Girls wrestling programs hit right number
The magic number has been reached and then some.
Now comes the hard part.
When Pennridge High School recently started a girls wrestling program at the school, it became the 100th in the state. It also qualified the sport for recognition by the PIAA.
That was the easy part. Now, the PIAA will handle it from here, working out all the kinks, organizing the teams into districts, then sections and, maybe most important of all, determining the postseason criteria, settling on a place to hold the state tournament and determining the criteria that will get the girls there.
“They voted on it once. They still have two readings left,” said Frank Vulcano, the athletic director at Canon-McMillan High School and head of the WPIAL wrestling steering committee.
“The PIAA has to approve it as a sanctioned sport. It will be (set up) just like the boys, same rules and everything.”
One of the major changes with the establishing of the girls program is that girls will no longer be permitted to wrestle on the boys team, according to Vulcano.
“With another school, they would have to co-op,” Vulcano said. “They can still enter the postseason as an individual for each school.”

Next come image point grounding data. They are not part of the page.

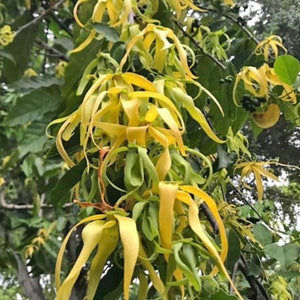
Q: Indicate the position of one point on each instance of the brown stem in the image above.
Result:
(40, 17)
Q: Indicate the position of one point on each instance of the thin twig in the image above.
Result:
(40, 17)
(53, 51)
(257, 287)
(199, 47)
(10, 206)
(252, 37)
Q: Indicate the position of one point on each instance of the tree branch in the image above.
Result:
(31, 286)
(51, 50)
(40, 17)
(257, 288)
(199, 47)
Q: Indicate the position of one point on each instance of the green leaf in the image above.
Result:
(34, 106)
(110, 33)
(284, 254)
(287, 68)
(60, 193)
(262, 234)
(234, 250)
(221, 295)
(7, 56)
(34, 138)
(225, 159)
(20, 49)
(25, 85)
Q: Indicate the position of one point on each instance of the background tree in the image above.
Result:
(184, 72)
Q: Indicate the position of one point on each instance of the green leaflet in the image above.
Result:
(133, 171)
(191, 276)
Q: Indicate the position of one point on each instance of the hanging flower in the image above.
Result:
(269, 47)
(6, 35)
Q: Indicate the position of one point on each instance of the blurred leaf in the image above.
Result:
(7, 55)
(61, 192)
(34, 106)
(110, 33)
(262, 234)
(25, 85)
(221, 295)
(34, 138)
(20, 49)
(234, 250)
(287, 68)
(285, 254)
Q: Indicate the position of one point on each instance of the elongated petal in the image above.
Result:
(130, 240)
(156, 281)
(167, 194)
(197, 228)
(106, 245)
(214, 210)
(90, 235)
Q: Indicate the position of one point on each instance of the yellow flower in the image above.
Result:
(268, 118)
(6, 35)
(258, 170)
(269, 47)
(260, 83)
(30, 73)
(118, 11)
(182, 6)
(60, 69)
(159, 48)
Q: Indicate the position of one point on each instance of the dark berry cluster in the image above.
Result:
(195, 24)
(251, 104)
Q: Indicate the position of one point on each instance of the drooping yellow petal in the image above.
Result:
(214, 210)
(106, 245)
(267, 118)
(163, 164)
(139, 81)
(130, 240)
(137, 135)
(168, 119)
(167, 195)
(89, 236)
(86, 42)
(197, 228)
(155, 279)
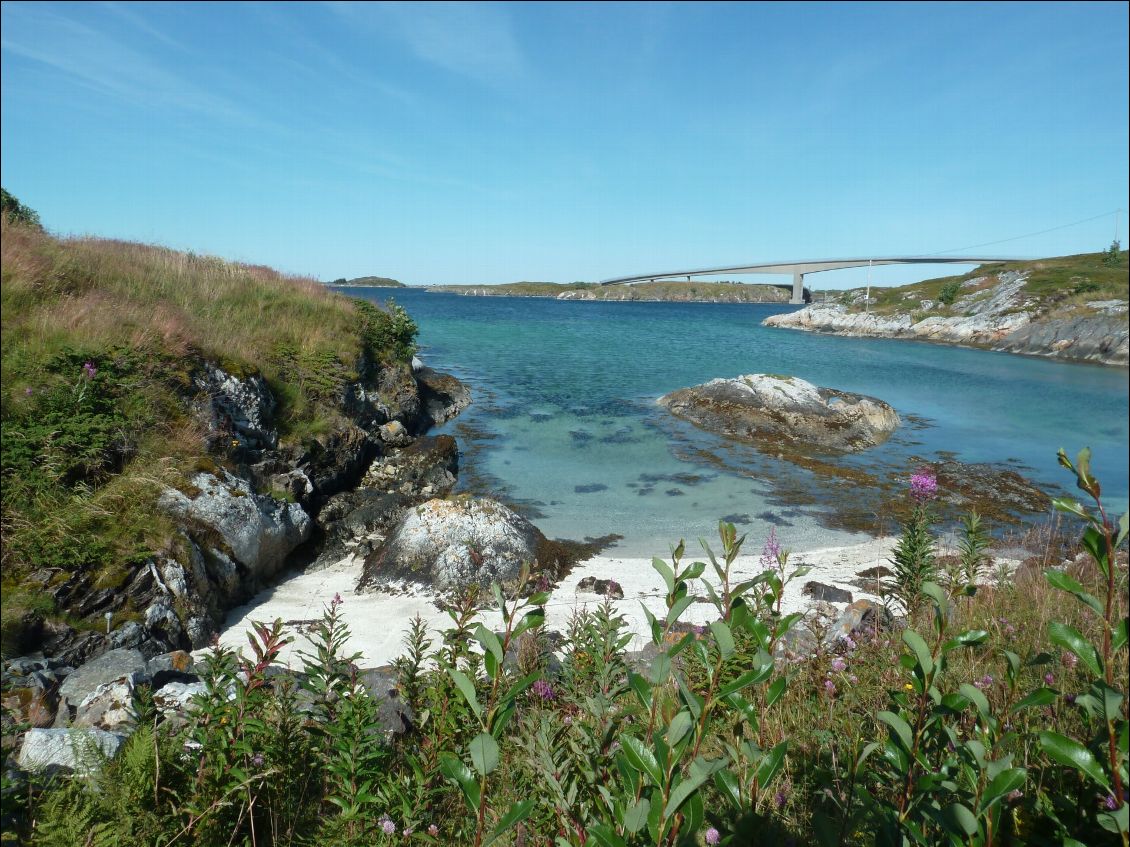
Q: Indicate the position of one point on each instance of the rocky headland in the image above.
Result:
(768, 408)
(1071, 308)
(672, 291)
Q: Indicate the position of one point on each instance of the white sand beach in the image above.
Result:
(377, 621)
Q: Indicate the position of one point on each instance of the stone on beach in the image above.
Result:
(782, 409)
(452, 544)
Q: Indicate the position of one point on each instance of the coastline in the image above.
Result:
(377, 621)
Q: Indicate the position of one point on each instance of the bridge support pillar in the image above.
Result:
(798, 289)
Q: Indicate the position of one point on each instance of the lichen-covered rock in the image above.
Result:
(109, 666)
(452, 544)
(1002, 317)
(236, 409)
(355, 522)
(78, 750)
(766, 408)
(110, 706)
(259, 530)
(442, 395)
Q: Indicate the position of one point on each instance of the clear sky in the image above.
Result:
(497, 142)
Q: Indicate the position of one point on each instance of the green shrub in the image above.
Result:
(949, 291)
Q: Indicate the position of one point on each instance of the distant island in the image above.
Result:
(675, 291)
(1068, 307)
(368, 282)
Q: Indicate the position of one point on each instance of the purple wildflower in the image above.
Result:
(923, 486)
(771, 552)
(542, 690)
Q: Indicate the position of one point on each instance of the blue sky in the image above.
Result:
(496, 142)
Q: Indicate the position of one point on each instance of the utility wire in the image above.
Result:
(1028, 235)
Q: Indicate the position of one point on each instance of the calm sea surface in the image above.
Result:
(565, 424)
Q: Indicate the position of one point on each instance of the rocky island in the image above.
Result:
(644, 291)
(1071, 307)
(767, 408)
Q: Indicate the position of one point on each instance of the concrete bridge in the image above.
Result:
(797, 269)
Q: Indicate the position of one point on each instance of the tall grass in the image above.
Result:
(101, 342)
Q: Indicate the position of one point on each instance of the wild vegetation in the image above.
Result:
(1053, 285)
(102, 342)
(668, 290)
(374, 281)
(996, 716)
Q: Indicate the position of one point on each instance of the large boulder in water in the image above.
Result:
(763, 408)
(453, 543)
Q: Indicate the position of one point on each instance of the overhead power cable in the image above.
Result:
(1028, 235)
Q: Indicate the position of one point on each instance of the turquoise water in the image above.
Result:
(564, 420)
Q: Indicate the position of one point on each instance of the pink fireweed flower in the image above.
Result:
(542, 690)
(923, 486)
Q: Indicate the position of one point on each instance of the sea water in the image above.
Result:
(564, 420)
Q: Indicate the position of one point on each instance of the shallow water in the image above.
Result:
(565, 422)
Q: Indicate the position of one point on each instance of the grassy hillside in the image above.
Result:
(370, 281)
(101, 340)
(1054, 284)
(672, 290)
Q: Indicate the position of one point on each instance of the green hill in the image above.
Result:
(103, 348)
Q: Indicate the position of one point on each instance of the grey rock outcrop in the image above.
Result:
(107, 668)
(765, 408)
(259, 530)
(356, 522)
(453, 543)
(78, 750)
(238, 410)
(442, 395)
(1000, 316)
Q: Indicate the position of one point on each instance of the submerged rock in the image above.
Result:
(767, 408)
(452, 544)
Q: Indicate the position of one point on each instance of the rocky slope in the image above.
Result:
(1013, 311)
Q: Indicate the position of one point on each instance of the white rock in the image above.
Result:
(453, 543)
(259, 530)
(78, 750)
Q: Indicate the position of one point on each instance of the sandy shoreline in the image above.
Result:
(377, 621)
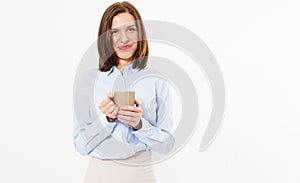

Four area schools have already started programs. Canon-McMillan was the first, applying for the distinction in October of 2021. Fort Cherry came next in June of 2022, then Burgettstown in November off 2022 and Trinity in December of 2022.
The first school to be approved was J.P. McCaskey in Lancaster. That school blazed the trail in March of 2020. The latest program to be approved was York Suburban last month.
The list of the teams and when it received approval can be found on the web at sanctionpa.com/schools.
Canon-McMillan, which leads the PIAA in wrestling team victories for boys, won the girls West Region tournament Sunday at Kiski High School. The top five wrestlers in each weight class advanced to the state tournament.
Canon-McMillan finished with a team score of 168.5 points. Saegertown (121) and North Allegheny (114) finished second and third, respectively.
The Big Macs won four titles. Valarie Solorio pinned Slippery Rock’s Lexi Doerflinger at 3:49 to win the 100-pound title. Madi Mansmann won the 106-pound weight class with a pin of Saegertown’s Emma Spencer in 1:29. Paige Ward (155) and Natalie Rush (190) won their respective weight classes via falls.
The three other tournaments were held at Parkland High School for the East, Manheim Township for the Central, and Milton High School for the Northeast.
The Pennsylvania Girls State Championships will be held Sunday, March 12 at Central Dauphin High School in Harrisburg.